Ravi Ranjan in Shodhaytan (RNTUJ-STN) | Multidisciplinary Academic Research



The unsettled conditions of the Sharki Dynasty did not allow it to live long its rulers, who were great patrons of art and architecture, in spite of their incessant military activity on almost all frontiers of their kingdom, did find time to develop their architectural interest. Their numerous buildings display original and distinctive features, and have been highly praised by eminent critics. The Sharki architecture as compared with that of other contemporary dynasties is markedly mulism. It is also unique in many ways.

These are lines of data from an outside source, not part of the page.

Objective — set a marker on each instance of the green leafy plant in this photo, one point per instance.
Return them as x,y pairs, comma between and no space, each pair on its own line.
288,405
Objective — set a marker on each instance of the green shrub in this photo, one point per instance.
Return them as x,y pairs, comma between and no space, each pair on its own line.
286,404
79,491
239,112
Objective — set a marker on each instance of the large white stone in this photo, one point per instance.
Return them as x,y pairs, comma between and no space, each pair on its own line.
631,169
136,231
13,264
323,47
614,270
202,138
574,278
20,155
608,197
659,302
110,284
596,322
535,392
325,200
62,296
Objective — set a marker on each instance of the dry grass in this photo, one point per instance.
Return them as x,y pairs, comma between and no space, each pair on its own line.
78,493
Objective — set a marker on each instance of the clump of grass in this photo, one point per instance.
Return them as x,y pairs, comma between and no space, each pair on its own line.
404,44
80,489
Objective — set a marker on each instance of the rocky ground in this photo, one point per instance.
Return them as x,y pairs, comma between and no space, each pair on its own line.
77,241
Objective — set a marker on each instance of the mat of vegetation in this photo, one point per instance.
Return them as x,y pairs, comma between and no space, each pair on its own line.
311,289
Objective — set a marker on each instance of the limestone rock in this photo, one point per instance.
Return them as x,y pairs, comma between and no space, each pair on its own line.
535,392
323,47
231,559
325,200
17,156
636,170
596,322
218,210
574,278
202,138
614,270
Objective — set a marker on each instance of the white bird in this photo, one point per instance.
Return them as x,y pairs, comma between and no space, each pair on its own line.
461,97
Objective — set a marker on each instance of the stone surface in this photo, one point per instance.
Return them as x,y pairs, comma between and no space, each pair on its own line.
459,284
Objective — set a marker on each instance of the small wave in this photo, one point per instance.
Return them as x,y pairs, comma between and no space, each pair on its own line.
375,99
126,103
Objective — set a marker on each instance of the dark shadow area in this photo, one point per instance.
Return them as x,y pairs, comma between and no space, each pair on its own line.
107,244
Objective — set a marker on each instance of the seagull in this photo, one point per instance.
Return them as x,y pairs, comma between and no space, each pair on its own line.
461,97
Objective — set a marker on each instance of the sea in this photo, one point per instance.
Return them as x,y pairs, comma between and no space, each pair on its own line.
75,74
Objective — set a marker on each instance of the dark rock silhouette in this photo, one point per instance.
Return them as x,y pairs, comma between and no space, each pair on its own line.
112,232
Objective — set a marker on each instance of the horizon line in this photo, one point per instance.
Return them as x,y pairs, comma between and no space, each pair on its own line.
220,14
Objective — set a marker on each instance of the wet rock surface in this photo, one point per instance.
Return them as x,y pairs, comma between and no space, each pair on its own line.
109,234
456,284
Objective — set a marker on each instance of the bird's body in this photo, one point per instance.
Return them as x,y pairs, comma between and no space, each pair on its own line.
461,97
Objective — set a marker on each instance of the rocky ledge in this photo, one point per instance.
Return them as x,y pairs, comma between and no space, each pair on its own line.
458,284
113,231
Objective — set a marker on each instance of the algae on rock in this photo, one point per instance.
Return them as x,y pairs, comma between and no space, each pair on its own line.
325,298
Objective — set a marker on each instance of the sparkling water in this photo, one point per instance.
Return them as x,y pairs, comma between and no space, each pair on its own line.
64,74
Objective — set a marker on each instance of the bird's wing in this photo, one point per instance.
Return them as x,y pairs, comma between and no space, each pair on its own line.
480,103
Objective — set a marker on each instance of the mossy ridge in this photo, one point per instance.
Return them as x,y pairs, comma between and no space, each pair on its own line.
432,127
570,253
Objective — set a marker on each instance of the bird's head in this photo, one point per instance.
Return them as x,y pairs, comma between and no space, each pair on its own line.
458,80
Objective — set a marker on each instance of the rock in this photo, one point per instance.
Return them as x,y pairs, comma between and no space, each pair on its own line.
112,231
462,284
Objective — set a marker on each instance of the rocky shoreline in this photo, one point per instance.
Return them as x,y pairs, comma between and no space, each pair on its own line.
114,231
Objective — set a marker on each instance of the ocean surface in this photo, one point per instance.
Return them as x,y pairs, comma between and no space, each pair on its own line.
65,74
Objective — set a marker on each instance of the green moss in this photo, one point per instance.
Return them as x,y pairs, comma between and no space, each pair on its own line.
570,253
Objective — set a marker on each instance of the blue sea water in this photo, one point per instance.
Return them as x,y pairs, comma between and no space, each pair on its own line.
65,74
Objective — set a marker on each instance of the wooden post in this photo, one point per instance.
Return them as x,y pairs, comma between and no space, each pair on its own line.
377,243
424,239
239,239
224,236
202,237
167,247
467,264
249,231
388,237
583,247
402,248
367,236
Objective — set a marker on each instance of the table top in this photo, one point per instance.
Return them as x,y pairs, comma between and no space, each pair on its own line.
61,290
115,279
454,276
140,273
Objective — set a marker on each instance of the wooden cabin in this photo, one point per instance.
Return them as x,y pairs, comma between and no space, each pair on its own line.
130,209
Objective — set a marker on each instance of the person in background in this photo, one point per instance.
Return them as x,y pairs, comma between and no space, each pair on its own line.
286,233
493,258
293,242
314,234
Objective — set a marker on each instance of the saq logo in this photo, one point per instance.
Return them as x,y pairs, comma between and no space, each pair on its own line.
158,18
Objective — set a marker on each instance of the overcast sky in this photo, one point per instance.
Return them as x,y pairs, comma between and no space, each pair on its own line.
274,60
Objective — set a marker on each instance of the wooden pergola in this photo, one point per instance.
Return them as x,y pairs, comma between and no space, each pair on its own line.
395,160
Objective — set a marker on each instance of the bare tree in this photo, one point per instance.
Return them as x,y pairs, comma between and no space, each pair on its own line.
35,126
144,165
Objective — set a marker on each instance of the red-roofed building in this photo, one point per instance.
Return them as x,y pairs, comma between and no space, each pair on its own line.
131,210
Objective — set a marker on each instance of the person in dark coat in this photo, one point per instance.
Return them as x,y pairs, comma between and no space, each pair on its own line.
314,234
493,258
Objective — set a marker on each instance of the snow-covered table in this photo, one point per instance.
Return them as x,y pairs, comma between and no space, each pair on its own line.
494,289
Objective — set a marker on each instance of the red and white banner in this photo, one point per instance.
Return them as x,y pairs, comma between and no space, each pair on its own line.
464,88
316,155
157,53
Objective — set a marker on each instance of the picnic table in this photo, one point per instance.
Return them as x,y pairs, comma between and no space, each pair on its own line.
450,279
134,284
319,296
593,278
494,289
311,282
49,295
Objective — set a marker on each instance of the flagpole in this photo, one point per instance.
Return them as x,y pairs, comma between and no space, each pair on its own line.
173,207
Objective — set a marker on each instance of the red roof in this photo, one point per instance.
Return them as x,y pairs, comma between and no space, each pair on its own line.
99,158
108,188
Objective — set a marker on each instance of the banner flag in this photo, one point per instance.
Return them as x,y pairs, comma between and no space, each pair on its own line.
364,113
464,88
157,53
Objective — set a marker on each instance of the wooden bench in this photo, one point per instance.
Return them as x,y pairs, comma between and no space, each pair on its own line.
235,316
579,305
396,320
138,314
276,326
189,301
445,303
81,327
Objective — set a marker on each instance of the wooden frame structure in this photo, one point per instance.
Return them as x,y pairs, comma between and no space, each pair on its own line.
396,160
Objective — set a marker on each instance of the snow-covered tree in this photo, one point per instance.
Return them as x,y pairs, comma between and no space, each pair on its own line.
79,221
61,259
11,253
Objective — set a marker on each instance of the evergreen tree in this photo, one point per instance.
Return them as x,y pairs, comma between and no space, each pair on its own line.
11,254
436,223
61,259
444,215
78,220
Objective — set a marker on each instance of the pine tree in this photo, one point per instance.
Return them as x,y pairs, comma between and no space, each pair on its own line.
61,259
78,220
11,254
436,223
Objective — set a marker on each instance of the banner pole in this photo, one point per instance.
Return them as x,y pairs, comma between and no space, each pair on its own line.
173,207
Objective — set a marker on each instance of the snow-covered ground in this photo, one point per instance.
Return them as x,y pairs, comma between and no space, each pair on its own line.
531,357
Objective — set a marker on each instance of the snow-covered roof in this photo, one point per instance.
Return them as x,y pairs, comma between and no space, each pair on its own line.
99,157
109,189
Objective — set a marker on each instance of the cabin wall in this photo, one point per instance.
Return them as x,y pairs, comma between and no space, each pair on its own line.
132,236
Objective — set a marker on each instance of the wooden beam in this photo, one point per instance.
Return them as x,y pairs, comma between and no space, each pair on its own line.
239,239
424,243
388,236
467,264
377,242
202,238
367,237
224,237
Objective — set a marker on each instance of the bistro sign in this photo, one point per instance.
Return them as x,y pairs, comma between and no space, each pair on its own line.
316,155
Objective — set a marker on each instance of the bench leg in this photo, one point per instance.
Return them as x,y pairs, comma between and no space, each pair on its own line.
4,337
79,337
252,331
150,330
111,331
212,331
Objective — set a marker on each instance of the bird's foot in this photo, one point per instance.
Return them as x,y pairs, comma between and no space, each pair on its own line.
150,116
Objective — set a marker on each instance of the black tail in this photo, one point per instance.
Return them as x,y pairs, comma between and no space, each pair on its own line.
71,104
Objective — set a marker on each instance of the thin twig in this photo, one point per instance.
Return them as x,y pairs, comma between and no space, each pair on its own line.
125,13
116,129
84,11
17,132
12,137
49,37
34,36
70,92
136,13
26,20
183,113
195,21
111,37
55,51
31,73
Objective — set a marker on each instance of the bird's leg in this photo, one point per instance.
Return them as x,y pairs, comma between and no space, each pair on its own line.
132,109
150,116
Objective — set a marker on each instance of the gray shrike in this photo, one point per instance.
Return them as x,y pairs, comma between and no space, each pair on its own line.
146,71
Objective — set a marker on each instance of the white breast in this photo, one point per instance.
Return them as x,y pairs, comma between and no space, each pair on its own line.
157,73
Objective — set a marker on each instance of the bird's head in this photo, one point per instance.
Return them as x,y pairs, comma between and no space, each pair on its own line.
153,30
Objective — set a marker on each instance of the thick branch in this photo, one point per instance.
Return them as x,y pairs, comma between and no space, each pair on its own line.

Two things continued to make Sharki architecture pre-emint. One was the assiduous patronage of the Sharki rulers, and the other the deep artistic traditions of the local inhabitants. The Sharkies employed local artisans, who were Jain and Hindu, and who grafted their own rich traditions upon the Muslim ones. After the fall of the Tughluqs and the invasion of Timur at Delhi, the building operations came to a standstill. Delhi artisans were invited to take service in the rising provincial centres, especially jaunpur, where the patronage of the rulers, as has already been said, also attracted and encouraged them. The kings of the East built many magnificent mosques, forts, palaces, madrasas, shrines and tombs in different parts of their kingdom. They rebuilt and founded new cities, and adorned them with beautiful buildings of all kinds. In comparison, the architecture of the Delhi dynasty during the same period is represented on by the tombs of Mubarak sayyid at Delhi and by those of Alauddin Alan shah and his family at Badaun.